Path exploration with random network distillation on multi-agent reinforcement learning

Korawat Charoenpitaks

Path exploration with random network distillation on multi-agent reinforcement learning

Korawat Charoenpitaks

URI: http://cuir.car.chula.ac.th/handle/123456789/70347

Date: 2019

Abstract:

Intrinsic motivation is one of the potential candidates to help improve performance of reinforcement learning algorithm in complex environments. The method enhances exploration capability without explicitly told by the creator and works on any environment. This is suitable in the case of multi-agent reinforcement learning where the environment complexity is more than usual. The research presents an exploration model using intrinsic motivation built from the random network distillation algorithm to improve the performance of multi-agent reinforcement learning and compare with the benchmark in different scenarios.
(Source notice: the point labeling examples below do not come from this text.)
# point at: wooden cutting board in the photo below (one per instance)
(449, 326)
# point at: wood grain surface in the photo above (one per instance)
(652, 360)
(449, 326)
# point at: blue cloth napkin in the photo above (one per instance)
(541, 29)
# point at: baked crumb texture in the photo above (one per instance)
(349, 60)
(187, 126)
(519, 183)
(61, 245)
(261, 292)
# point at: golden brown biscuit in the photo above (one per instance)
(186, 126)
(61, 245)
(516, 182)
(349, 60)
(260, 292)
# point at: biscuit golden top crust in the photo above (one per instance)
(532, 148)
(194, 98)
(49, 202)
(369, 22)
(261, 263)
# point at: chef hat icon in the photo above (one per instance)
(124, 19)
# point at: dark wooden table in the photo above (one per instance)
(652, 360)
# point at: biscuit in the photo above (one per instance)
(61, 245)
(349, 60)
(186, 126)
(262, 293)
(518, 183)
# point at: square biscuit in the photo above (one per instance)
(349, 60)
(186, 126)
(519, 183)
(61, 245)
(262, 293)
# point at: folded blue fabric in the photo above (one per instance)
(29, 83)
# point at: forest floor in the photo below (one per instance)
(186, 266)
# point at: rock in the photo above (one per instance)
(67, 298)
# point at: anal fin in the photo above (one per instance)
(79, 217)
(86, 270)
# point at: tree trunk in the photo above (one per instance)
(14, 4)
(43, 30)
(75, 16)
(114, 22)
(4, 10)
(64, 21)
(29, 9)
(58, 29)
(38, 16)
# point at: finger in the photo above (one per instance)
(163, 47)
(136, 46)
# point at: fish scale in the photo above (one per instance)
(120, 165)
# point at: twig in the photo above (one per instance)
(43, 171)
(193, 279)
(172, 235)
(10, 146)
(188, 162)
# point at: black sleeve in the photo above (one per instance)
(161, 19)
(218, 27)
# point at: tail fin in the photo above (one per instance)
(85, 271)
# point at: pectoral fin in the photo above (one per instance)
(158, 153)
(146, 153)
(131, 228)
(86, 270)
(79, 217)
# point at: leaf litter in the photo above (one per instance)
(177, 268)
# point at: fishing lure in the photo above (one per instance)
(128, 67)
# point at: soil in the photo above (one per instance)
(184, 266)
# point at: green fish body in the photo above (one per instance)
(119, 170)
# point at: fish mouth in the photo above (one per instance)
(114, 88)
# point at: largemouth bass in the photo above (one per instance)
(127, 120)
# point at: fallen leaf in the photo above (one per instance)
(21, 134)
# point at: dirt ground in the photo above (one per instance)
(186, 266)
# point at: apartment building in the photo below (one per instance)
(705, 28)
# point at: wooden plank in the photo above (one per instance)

The concept of clipping ratio is introduced to enforces the limit on optimization magnitude. Based on the extrinsic reward, the limit in the form of clipping ratio helps truncate the excessive magnitude that may cause instability to the optimization. The experiments were carried out on two different multi-agent architectures: 1) Individual Intrinsic Motivation Architecture, and 2) Centralized Intrinsic Motivation Architecture. The experimental results showed that in case of very complex environments, Centralized Intrinsic Motivation Architecture accompanied with a small clipping ratio could gain an increase in performance. The result reported the achievement of up to 70% win-rate in both architectures which is higher than those of the benchmark at the best of 43% in 2s3z environment.